Lootman wrote:mc2fool wrote:There are no risks during the holding period if you hold to maturity. If you do that you can totally ignore the vagaries of the market during its life and will still get exactly what you expected on the day you bought it.
I fully agree that they are not low risk if you don't hold to maturity, but that's not what I'm referring to.
But how sure can anyone be that a holder will be able to hold to maturity? I can probably come up with a scenario for any type of holder that might compel them to sell early, even if their original intention was to hold to maturity.

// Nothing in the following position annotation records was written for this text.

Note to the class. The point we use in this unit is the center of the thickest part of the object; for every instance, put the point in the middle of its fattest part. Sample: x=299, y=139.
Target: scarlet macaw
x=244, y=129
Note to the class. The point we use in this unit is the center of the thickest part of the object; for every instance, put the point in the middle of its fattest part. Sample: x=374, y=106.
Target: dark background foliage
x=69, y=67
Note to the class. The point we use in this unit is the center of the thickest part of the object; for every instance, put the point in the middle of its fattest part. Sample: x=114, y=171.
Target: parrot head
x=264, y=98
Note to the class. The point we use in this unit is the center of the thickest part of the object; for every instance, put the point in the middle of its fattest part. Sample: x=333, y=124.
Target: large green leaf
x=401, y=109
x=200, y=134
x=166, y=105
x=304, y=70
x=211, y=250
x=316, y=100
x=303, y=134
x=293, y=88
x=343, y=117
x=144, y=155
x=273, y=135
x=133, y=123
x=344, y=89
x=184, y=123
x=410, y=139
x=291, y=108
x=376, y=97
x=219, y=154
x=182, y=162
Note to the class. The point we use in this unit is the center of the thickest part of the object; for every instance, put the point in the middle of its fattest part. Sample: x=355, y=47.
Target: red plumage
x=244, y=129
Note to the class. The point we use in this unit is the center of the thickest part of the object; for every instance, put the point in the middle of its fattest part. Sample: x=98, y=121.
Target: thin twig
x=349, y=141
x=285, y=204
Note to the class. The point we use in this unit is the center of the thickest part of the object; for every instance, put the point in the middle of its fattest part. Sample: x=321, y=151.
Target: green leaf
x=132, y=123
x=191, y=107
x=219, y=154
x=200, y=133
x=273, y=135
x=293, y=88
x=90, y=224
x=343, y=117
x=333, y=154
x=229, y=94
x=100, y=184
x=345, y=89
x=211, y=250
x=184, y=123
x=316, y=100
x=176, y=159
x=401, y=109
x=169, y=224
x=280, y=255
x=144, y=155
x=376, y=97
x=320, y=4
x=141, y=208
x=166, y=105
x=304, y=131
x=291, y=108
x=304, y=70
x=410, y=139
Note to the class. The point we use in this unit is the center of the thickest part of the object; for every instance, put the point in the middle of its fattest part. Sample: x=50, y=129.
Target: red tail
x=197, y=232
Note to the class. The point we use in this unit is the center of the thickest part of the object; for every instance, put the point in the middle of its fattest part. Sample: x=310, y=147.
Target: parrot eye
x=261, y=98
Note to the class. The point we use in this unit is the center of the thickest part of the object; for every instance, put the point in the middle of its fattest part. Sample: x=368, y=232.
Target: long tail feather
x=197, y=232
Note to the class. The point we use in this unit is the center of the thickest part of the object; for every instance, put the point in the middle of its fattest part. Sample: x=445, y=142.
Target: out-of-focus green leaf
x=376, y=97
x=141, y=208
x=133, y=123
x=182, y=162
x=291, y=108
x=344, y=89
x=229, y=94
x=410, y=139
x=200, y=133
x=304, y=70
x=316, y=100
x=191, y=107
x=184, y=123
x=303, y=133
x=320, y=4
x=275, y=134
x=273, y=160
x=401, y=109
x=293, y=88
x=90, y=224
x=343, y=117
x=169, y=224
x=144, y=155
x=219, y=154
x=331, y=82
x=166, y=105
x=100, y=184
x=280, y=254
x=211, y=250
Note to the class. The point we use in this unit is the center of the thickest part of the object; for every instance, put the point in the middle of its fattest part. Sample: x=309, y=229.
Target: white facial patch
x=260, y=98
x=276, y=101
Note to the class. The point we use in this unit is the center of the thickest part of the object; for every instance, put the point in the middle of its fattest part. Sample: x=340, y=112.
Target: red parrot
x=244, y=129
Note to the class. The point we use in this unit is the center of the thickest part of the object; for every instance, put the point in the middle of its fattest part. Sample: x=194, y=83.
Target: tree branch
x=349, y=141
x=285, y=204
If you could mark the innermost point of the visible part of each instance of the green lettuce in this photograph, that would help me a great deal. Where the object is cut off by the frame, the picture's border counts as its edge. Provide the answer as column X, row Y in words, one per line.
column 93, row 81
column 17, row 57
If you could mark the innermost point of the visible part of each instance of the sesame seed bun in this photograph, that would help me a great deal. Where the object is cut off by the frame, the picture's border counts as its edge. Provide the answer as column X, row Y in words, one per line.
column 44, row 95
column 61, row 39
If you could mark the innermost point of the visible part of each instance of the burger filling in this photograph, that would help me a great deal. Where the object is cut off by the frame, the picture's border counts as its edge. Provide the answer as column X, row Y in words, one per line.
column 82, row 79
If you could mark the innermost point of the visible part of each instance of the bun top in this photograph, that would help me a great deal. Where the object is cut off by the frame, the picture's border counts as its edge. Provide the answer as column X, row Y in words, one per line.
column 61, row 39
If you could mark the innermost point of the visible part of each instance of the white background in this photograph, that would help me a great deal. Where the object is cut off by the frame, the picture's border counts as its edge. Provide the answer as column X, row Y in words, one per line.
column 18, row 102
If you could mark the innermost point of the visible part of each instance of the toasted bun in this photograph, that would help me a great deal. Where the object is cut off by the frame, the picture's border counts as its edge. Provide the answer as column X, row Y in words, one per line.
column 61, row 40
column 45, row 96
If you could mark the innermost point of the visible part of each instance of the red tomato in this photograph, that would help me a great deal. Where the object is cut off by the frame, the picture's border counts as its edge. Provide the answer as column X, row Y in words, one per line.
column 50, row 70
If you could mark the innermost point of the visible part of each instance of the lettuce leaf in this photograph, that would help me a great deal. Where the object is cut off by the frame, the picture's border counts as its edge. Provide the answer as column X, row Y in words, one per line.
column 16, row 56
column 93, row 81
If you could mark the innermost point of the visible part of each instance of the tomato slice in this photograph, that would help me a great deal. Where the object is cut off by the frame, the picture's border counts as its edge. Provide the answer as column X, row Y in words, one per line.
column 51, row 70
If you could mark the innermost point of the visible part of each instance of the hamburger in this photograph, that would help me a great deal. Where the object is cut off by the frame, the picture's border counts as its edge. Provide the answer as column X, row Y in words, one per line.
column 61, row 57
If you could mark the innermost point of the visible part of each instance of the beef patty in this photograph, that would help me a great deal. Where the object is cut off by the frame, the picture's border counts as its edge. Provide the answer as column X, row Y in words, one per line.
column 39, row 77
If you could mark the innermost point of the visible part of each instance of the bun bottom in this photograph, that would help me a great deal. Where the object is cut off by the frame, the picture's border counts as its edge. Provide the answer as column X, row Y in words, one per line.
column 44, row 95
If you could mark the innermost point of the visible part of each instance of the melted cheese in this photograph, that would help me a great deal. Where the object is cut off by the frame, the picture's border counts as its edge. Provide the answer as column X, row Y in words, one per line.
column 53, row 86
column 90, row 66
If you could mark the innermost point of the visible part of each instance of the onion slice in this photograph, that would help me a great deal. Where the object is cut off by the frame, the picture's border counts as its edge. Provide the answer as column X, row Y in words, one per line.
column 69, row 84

Yeah, but that too is exogenous, not a risk of the gilt per se. Of course there are external risks, like, as already mentioned, you might die, there might be nuclear war, aliens might invade etc etc, but those apply to everything, even life itself.
Lootman wrote:Again, the government could massively devalue sterling and so the par value is repaid in near worthless confetti currency. Or the government could use a crisis to cram down changes to the implied contract. 50 years is a long time.
The gilt in discussion is an index-linker and as a massive devaluation would most likely be accompanied by massive inflation the par value would be likely to be maintained. Yes, the government could breach the contract but for the UK that's pretty unlikely to happen (and is why I said in my OP that if holding to maturity it would be
almost zero risk).
Lootman wrote:I guess the question I would ask is this: Would any of those buyers from 2 years ago, having lost 80% of their capital so quickly, reverse out that trade if they legally could? I would beg to suggest that they all would. All have buyer's remorse.
Beh, you could ask the same of shareholders in Carillion, RBS, etc, depositors in BCCI, Lehmans, etc, clients of Equitable Life, etc etc. I don't see that such retrospective crystal ball gazing is particularly useful. And I don't think you can speak for "all" buyers; I wouldn't be surprised if there are some actuarial accountants that, having bought it, simply put it into a file marked "open in 2073".
Of course, as to why they bought it in the first place, that's been covered and I can't imagine that there were (m)any private investors that figured locking in a -2.5%pa real return for 50 years was a stonking idea!